Tuesday 25 July 2017

ECB should maintain stimulus, calls for end are 'premature', says IMF

International Monetary Fund. (Photo: Reuters)

The European Central Bank (ECB) should maintain a "firmly accommodative" monetary policy for an "extended period", the International Monetary Fund (IMF) said on Tuesday, as it forecast inflation remaining below target.

As the ECB prepares for a decision in autumn on whether to claw back its stimulus programme, the IMF said calls for an exit from easy-money policy were "premature" because consumer prices were not increasing enough.

In its annual report on the euro zone, the IMF estimated euro zone inflation will reach 1.6 percent this year before slowing to 1.5 percent in 2018, below the ECB target of below but close to 2 percent.

The forecasts were actually stronger than the ECB's latest one, released in June, which predicted the bloc's inflation rate at 1.5 percent this year and 1.3 percent in 2018.

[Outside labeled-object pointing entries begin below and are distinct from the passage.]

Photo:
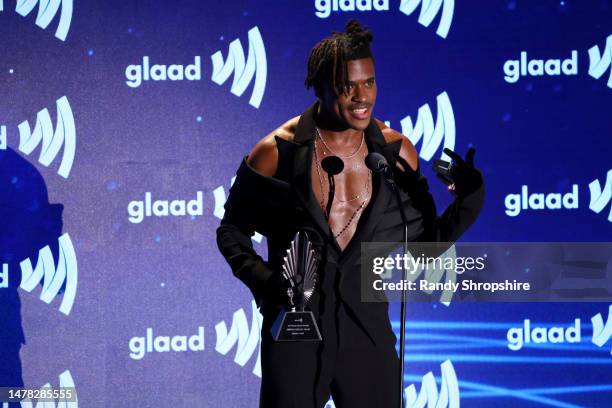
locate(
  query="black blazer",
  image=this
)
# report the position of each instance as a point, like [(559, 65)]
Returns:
[(278, 206)]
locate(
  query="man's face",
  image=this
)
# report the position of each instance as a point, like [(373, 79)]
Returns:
[(354, 106)]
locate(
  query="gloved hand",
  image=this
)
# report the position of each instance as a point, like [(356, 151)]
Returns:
[(408, 180), (461, 176), (275, 290)]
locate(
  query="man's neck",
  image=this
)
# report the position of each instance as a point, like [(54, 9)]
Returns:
[(333, 129)]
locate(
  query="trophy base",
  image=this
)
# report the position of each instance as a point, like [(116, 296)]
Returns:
[(295, 326)]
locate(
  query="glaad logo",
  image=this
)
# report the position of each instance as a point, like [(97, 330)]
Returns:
[(602, 333), (601, 197), (540, 201), (514, 69), (65, 381), (255, 66), (220, 199), (429, 396), (519, 336), (138, 210), (135, 74), (140, 346), (243, 73), (599, 62), (429, 11), (245, 340), (434, 136), (54, 277), (52, 141), (47, 10)]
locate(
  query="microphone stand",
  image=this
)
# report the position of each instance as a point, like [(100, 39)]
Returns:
[(390, 179)]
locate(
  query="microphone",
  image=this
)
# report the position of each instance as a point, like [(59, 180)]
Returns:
[(332, 165)]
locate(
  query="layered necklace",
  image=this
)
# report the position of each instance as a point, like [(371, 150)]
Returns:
[(364, 195)]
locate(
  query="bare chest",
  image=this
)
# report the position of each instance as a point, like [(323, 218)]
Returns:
[(352, 192)]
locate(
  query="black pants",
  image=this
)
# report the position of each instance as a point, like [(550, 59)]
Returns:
[(346, 365)]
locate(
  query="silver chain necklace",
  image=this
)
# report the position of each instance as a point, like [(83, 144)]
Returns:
[(336, 154), (322, 201)]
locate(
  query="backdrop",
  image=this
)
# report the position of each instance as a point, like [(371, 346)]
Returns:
[(134, 115)]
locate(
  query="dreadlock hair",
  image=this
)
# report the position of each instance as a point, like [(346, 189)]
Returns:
[(328, 59)]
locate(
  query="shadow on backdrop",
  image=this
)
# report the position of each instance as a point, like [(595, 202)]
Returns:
[(27, 223)]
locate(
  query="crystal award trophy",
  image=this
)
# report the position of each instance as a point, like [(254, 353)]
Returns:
[(300, 270)]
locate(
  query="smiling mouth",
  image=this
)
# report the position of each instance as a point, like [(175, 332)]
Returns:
[(360, 113)]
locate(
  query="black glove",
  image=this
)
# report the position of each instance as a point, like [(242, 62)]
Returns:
[(275, 290), (409, 180), (461, 176)]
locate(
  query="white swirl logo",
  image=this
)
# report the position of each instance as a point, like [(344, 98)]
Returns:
[(448, 396), (255, 65), (601, 197), (65, 381), (220, 199), (599, 62), (52, 141), (47, 10), (53, 278), (429, 11), (602, 333), (245, 340)]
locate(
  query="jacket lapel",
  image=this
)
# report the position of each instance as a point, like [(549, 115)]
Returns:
[(302, 160), (382, 193)]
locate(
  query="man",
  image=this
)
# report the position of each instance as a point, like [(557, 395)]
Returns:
[(282, 187)]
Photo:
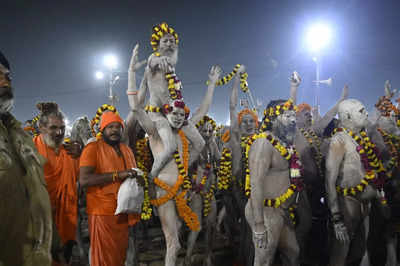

"The costs of a long period of inflation undershooting continue to exceed those of a temporary overshoot," the IMF said.

"The calls from some quarters for an exit from monetary accommodation are therefore premature," it added. Germany has been the biggest critic of ECB's 2.3 trillion euro ($2.7 trillion) money-printing programme.

To help a sustained recovery of inflation, the IMF encouraged Germany and other euro zone's countries with high growth to push for "robust" wage and price rises, even if this could bring domestic inflation beyond the 2 percent limit for a limited period.